Sans vouloir jeter la pierre à la profession toute entière, les niveaux de connaissances et de rigueur exigés pour réaliser un DPE correctement (lorsque celui-ci n’est pas réalisé avec la méthode des factures) ne se trouvent tout simplement pas chez la majeure partie des diagnostiqueurs immobiliers.
Une des conséquences de cela, c’est une insatisfaction vis-à-vis du niveau de professionnalisme des diagnostiqueurs, mainte fois relayée dans des études comme celles d’UFC Que Choisir, qui s’amuse régulièrement à constater qu’on peut obtenir la note de B et celle de E pour le même logement, et que pour cela il suffit de demander à deux diagnostiqueurs immobiliers différents.
Une autre conséquence, c’est qu’encore une fois les statistiques collectées par le gouvernement ne servent pas à grand-chose, tant leur exactitude est sujette à caution.
Voilà pour les symptômes, assez sévères et qui permettent sans douter de revenir à notre point de départ : le DPE est malade.
Les solutions envisagées pour guérir le DPE
Le remède de cheval concocté en ce moment même par le gouvernement devrait se composer en gros des ingrédients suivants :
- Faire disparaitre les DPE vierges en faisant disparaitre les DPE sur factures : dorénavant, tous les diagnostics de performance énergétique se feront grâce à la méthode dite de « Calcul de la Consommation Conventionnelle des Logements » (ou 3CL), c’est-à-dire en listant les caractéristiques précises du bien
- Faire progresser la qualité des DPE réalisés, en améliorant cette méthode 3CL
Nous sommes tout à fait partants pour cette suppression des DPE sur factures. Cela nous évitera d’avoir à faire des demandes de documents parfois mal comprises par nos donneurs d’ordres, et surtout de fournir des DPE vierges, qui donnent malheureusement l’impression qu’on nous a payés pour ne rien faire. Encore une fois, en tant que diagnostiqueurs immobiliers parisiens, nous sommes particulièrement exposés à cette problématique du DPE vierge, qui nous force régulièrement à expliquer que nous avons fait notre travail bien que ça ne se voit pas.
C’est en ce qui concerne la deuxième mesure envisagée que tout devient plus compliqué. En effet les pistes habituellement explorées par le gouvernement pour améliorer les calculs de DPE sont :
- Rendre la méthode 3CL plus exacte en ajoutant des paramètres à prendre en compte. En théorie, le résultat est sensé être plus précis, mais en pratique ces nouveaux paramètres sont de nouvelles sources d’erreurs potentielles pour les diagnostiqueurs les moins concentrés
- Durcir les contrôles sur les connaissances des diagnostiqueurs. En théorie cela peut les faire progresser, en pratique ça leur permet uniquement d’être lucide sur le fait qu’ils ne sont pas des ingénieurs thermiciens, et qu’ils ne sont pas forcément capables de réaliser un DPE correctement.
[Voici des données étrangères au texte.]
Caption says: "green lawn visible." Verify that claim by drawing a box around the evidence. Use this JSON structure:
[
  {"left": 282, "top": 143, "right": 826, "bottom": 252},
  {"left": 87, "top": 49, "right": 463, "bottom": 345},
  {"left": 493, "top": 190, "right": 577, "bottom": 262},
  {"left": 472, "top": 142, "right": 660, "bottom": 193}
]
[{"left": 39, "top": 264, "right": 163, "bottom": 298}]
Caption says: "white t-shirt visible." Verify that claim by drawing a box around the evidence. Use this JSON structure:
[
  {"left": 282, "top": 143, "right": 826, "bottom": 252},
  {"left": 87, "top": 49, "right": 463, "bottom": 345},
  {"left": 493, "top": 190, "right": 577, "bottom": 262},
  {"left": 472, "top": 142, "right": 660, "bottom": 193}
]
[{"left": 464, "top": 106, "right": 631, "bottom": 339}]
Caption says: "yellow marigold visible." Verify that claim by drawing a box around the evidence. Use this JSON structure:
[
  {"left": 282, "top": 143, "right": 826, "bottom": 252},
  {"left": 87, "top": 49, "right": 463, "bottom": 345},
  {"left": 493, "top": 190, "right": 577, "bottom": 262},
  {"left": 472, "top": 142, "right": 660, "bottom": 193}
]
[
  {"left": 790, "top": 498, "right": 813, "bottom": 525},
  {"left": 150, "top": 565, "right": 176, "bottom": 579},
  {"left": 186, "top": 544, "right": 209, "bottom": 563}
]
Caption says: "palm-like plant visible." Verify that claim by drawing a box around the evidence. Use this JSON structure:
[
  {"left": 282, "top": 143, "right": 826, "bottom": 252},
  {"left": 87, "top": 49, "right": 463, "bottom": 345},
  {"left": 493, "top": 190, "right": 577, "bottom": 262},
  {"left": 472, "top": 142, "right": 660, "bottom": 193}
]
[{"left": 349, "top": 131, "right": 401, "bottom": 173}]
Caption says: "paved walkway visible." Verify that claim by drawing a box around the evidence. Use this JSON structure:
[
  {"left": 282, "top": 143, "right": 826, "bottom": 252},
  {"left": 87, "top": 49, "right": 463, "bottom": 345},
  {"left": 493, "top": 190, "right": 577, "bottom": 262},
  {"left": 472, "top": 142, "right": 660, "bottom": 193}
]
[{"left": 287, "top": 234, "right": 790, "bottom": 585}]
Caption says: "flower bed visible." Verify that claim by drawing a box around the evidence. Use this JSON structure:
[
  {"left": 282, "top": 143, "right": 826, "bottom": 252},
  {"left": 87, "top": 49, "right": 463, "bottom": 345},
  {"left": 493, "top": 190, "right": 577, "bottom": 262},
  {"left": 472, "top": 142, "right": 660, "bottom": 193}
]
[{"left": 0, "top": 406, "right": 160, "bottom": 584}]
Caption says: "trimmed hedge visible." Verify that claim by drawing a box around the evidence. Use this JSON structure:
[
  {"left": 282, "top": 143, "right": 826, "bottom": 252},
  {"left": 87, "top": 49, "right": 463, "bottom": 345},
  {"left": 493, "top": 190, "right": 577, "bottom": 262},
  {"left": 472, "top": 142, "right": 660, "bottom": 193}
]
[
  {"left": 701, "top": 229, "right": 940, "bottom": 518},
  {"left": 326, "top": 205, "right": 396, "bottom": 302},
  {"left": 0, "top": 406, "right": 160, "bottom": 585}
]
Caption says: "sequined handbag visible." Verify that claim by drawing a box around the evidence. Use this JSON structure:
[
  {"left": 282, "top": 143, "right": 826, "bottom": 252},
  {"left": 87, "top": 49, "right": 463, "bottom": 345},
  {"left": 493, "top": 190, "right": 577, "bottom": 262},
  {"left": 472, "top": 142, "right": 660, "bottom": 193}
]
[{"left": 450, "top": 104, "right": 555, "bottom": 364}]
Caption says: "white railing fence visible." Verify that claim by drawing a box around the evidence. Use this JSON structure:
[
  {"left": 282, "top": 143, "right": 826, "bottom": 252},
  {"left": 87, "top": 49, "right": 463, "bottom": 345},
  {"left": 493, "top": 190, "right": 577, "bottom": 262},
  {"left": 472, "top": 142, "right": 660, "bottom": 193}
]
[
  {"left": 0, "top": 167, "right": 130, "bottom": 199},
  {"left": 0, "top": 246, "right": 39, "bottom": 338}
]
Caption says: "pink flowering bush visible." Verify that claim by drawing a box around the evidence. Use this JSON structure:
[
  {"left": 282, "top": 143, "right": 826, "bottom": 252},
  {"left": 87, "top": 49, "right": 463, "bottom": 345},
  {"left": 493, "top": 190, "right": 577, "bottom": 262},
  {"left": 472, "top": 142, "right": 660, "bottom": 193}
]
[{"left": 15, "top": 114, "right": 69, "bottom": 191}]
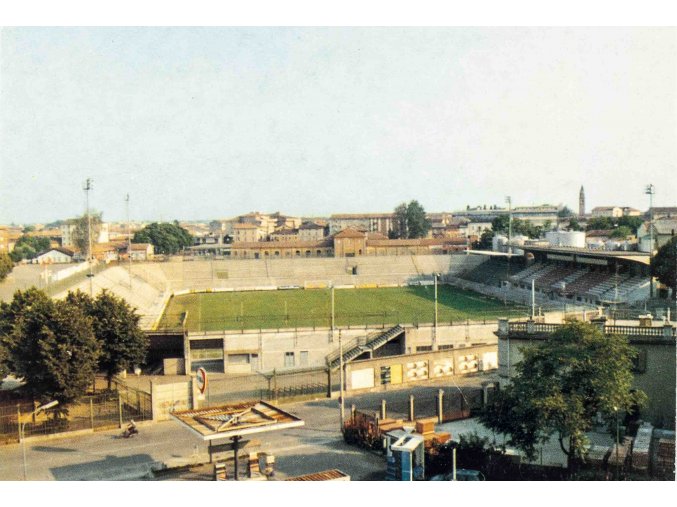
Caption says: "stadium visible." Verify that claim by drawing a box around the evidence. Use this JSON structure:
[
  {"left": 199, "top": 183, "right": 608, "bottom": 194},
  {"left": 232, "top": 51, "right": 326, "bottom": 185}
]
[{"left": 2, "top": 250, "right": 660, "bottom": 375}]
A moins de forcer les 10 dernières promotions de polytechniciens à exercer dans le diagnostic immobilier, il nous semble donc qu’il est illusoire de penser que l’exactitude des DPE fournis pourra être réellement améliorée.
De notre point de vue, la solution est plutôt de simplifier grandement la méthode 3CL. Elle sera moins précise, moins proche de la réalité, mais au moins quand deux diagnostiqueurs réaliseront le DPE d’un même logement, ils aboutiront au même résultat. Les statistiques récoltées deviendront exploitables, les DPE de deux logements distincts deviendront comparables, et le DPE ne sera plus malade.
Une autre solution qui fonctionnerait bien, ce serait de faire réaliser les DPE par des spécialistes de la performance énergétique, c’est-à-dire des ingénieurs thermiciens. Ce sera beaucoup mieux fait, mais ce sera aussi beaucoup plus cher.